Suicide glorified: the serious issue with 13 Reasons Why

WORDS BY BELLA GOOCH

It’s easy to see why 13 Reasons Why is the show that everyone is talking about. Equal parts dark and confronting, the Netflix original tackles head-on the otherwise untouched issue of teenage suicide in a way that makes it difficult to press pause. Striking the chord of empathy, the dramatization of the high school experience and all its pitfalls feels undeniably real, and with the Instagram generation’s sweetheart Selena Gomez at the helm as executive producer, viewers have understandably come flocking.
 
Like countless others, I found myself unable to resist the allure of the latest Netflix gem, and revelled at the idea of an uninterrupted Easter weekend binge watch. Yet as I settled in for Tape One, Side A, I really had no idea what I was getting myself into.
 
I had high hopes for 13 Reasons Why. Here was the perfect opportunity for pop culture to instigate an open dialogue on an issue which, despite its overwhelming prevalence, remains largely taboo. In Australia alone, suicide is the biggest killer of people aged 15 to 44 and according to Lifeline the current figures equate to eight deaths by suicide every day. There’s no way to describe how it feels to watch someone you love grappling with suicidal thoughts or compulsions short of heartbreaking, and that doesn’t even begin to scratch the surface of what’s really going on for the person suffering. I’m not alone in having borne witness to the devastation of anxiety, depression and suicide, and yet the stigma of weakness remains. It’s a conversation that on the whole we refuse to have.
 
13 Reasons Why has certainly ignited that conversation, but from where I stand, it’s done so for all the wrong reasons. From the outset, something about the denunciations in Hannah Baker’s confessional tapes didn’t sit well with me. The listeners are ominously warned, “Don’t take me for granted. Not again,” establishing the rules of what becomes some sort of twisted game. I’m not inclined to feel upset or even remotely empathetic that Hannah has suicided, but rather morbidly curious and apprehensive about what’s to come as a result. Not long after that did it become clear that this was about more than calling out her classmates for bullying and harassment.

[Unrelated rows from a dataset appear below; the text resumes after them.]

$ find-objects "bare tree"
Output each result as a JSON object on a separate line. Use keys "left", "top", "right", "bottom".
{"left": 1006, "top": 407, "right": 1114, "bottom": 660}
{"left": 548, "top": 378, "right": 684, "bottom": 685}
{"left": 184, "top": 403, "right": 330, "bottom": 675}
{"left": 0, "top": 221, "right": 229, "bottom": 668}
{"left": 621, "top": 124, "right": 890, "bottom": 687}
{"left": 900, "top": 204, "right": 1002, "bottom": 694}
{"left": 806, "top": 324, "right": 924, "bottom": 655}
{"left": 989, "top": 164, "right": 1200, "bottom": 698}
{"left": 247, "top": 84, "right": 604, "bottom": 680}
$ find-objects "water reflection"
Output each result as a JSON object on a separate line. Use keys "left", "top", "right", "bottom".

This was about revenge.
 
Aside from the glaringly obvious dangers of romanticising suicide as the ultimate revenge against bullies in a show marketed at teenagers, the treatment of mental health and self-harm in 13 Reasons Why is downright irresponsible. Little to no mention of the dire state of Hannah’s mental health is made at all throughout the series, short of a few immaterial, throwaway comments. There’s no discussion of depression, how to recognise it in yourself or in others, nor is any meaningful alternative to suicide posited. Support networks are either non-existent or ridiculed for their ineptitude, and alarmingly Hannah only regains agency and the semblance of mental fortitude in the face of her pending death. 
 
By no means am I suggesting that what happens to Hannah throughout the show is not utterly deplorable, and for its condemnation of the misogynistic attitudes and rape culture that permeate the lives of young women today 13 Reasons Why is to be applauded. Yet to overlook the inexorable link between mental health and suicide seems incredibly negligent, and I’m not alone in this view. Only yesterday, Headspace Australia issued a content warning concerned with the explicit nature of the final episode in which Hannah is shown self-harming, stating that exposure to such graphic images of suicide has been shown to increase the risk of “possible suicide contagion.” The scene of a teenage girl bleeding out in a bathtub is nothing short of utterly horrifying, and when viewed in light of the previous twelve episodes in which the characters are more concerned with how they are portrayed on tape than the reality of Hannah’s suicide, 13 Reasons Why has serious problems.
 
Yes, it has certainly created a dialogue about mental health, but not the one we needed: the endless stream of memes flooding my newsfeed which satirise Hannah and the tapes attests to that. Whether this is a greater indictment on the show itself or the nature of the social media generation remains to be seen.